いきなりハートのど真ん中を撃ち抜かれる
ついぞ立ち上がり、両手でテーブルを叩き、私は前のめりになっていた。
イーサンはうるうるした紺碧の瞳で、そんな私を見上げる。
「まずは練習。そして実践あるのみです!」
「……まずは練習、そして実践、ですか」
イーサンが宇宙を思わせる紺碧色の瞳で私を見上げる。
「そうです。机上の空論では、うまくいきません。何より、いざ今言われたことをやろうとすると、まず緊張します。緊張すると、言動がぎこちなくなるでしょう。例えば……そうですね」
そこで私は考え込み、「!」とひらめき、話を続ける。
「ダンスの後の御礼を込めた手の甲へのキス。この時に上目遣いをする!――そう、先程申し上げましたよね。ですがこれを練習なしで、いきなりやると、睨みつけているようになる危険があります。喧嘩を売っていると思われかねません。それにダンスをしながら、耳元で甘い言葉を囁く……。これも意識がそちらへ向かい過ぎると、ダンスがおろそかになります。練習を繰り返し、慣れておくことが大切です」
黙って聞いていたイーサンは「なるほど」と頷く。
それを見て、私はぽすっと椅子に腰を下した。
「ローズベリー伯爵令嬢がおっしゃることは、よく分かりました。騎士も日々、訓練をしているからこそ、咄嗟に動くことができると思います」
「その通りですよ、クラエス副団長! まずは練習をして、そして実践です」
「分かりました」と応じたイーサンは、いきなり上目遣いで私を見た。
その瞬間、いきなりハートのど真ん中を撃ち抜かれ、目を剥きそうになりながら悟る。
上目遣いの練習、いらないのでは!?と。
だが、イーサンは律儀に尋ねる。
「練習相手には、ローズベリー伯爵令嬢がなってくださるのですか?」と。
「そう思っていたのですが、多分、私では無理そうです」と回答したくなっていた。だがこれは、イーサンと私の二人で行っていることであり、ここにいきなり誰かを巻き込むわけにもいかない。侍女やメイドであれば、協力してくれるかもしれないが……。

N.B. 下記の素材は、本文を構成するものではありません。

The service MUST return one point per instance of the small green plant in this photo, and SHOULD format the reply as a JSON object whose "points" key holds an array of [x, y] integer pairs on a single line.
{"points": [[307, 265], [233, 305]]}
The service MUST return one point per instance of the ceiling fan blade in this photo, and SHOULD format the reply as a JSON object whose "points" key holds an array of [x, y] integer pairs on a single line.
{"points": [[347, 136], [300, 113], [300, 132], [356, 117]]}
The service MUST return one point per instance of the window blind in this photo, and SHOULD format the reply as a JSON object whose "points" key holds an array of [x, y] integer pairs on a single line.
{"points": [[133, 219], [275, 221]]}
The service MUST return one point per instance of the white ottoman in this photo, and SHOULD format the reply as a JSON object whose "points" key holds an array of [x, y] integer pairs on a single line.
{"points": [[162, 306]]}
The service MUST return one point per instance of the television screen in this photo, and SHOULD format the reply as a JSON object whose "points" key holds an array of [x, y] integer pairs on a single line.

協力したら最後、確実にイーサンに恋してしまうだろう。それでイーサンと結ばれるなら、それでもいい。だが行儀見習いできている貴族の令嬢の侍女ならまだしも。平民のメイドがそうなっては悲劇。そうなると……私が練習相手を務めるしかないだろう。
「そ、そうですね。私が……はい、練習相手を務めます」
その瞬間、イーサンの相好が崩れる。「くっ……」と唸り、歯を食いしばり、今の笑顔を見なかったことにした。
これはちゃんと練習相手がいて良かったという安堵の笑顔だ。これを見てときめいては失礼というもの。
「すー、はー」と密かに深呼吸をしていると、イーサンがさらに私に尋ねる。